Part of the planning process for my son has included his future, with us and when my husband and I are gone. Closing the door on one’s own existence and preparing for the inevitable is something we all encounter and plan for, but it becomes even more critical when your son has a disability. That being said, it was important that Jonathan have input and feel confident in any move. So for the past 3 years we have been searching for his new home. Three weeks ago, Jonathan found it, complete with a pool, four new roommates and his own independence. 

Our journey has led us through many of life’s doors– front doors and back, side doors, basement and patio doors, some small, others large. Each with their own purpose and lesson. Even a few exits and entrances we never imagined. All have been an important part of the process: learning, loving and even letting go. Jonathan has always trusted us to lead the way and now he leads himself on a journey where I watch and now learn to step aside as he chooses the doors he wants to open. Forges new relationships and reliances on others. Makes his own way in the world and defines his own happiness. We all knew this time would come, the knock on the door telling Jonathan it was time to go find his independence, happiness and future.

The day after his move I returned from work, exited my car and closed the door. I immediately looked towards Jonathan’s window. In search of the face, smile and wave that would greet me every time I arrived home. Today it wasn’t there and a pang of sadness hit me. Two days later I went to put some laundry back in his room. As I reached the top of the stairs I came face to face with his bedroom door. Typically Jonathan would be sprawled out on his bed with his iPad or watching the TV. But as I opened the door, I was met with a neatly made bed and silence. Another wave hit and I stood there for several minutes reflecting on his absence in both the room and my presence. Some doors are harder to close than others.

While we will always be in Jonathan’s life til our last day on this earth, the view is different– similar to looking through a peephole and we no longer hold the key. We are faced with our own form of parenting independence which feels strange to say the least, after 28 years of being the doorman in our son’s life. We are now the revolving door with a watchful eye. It will take some getting used to but Jonathan is showing us he was more than ready to make this move. I can find peace and comfort in that. 

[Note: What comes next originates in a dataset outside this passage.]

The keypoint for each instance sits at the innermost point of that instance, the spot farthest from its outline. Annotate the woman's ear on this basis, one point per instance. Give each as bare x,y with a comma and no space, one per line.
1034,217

And if I had any doubts, they were erased that first night we moved him into his new home. I guess I expected it to be a sad occasion, but it was the complete opposite. It was a beautiful testament to how much Jonathan has grown over the years into the young man sitting on his new bed, laughing with his sisters, watching Jeff install his TV and telling me where he wanted his things. We hung some of his favorite family photos on the wall and he smiled as each was nailed into place. Together we organized his bathroom as he chose where he wanted all of his toiletries and towels. Same with his clothes and shoes, happy to be the one orchestrating things his own way. It was an evening filled with happiness, pride and excitement about the possibilities that lie ahead.

Like all of us, Jonathan will encounter struggles along the way, he will learn to adapt, trust that others will support him, yet always know his family is there whenever he needs us. Jonathan doesn’t need a key for that door, it will always be open. 

As we all said our goodbyes, Jonathan gave us the biggest grin and then turned his attention back to his movie. But as we were walking out of his bedroom Jonathan’s last words of the evening were: “Close the door “. We all laughed and in that moment I realized while we were closing one door, another had just opened.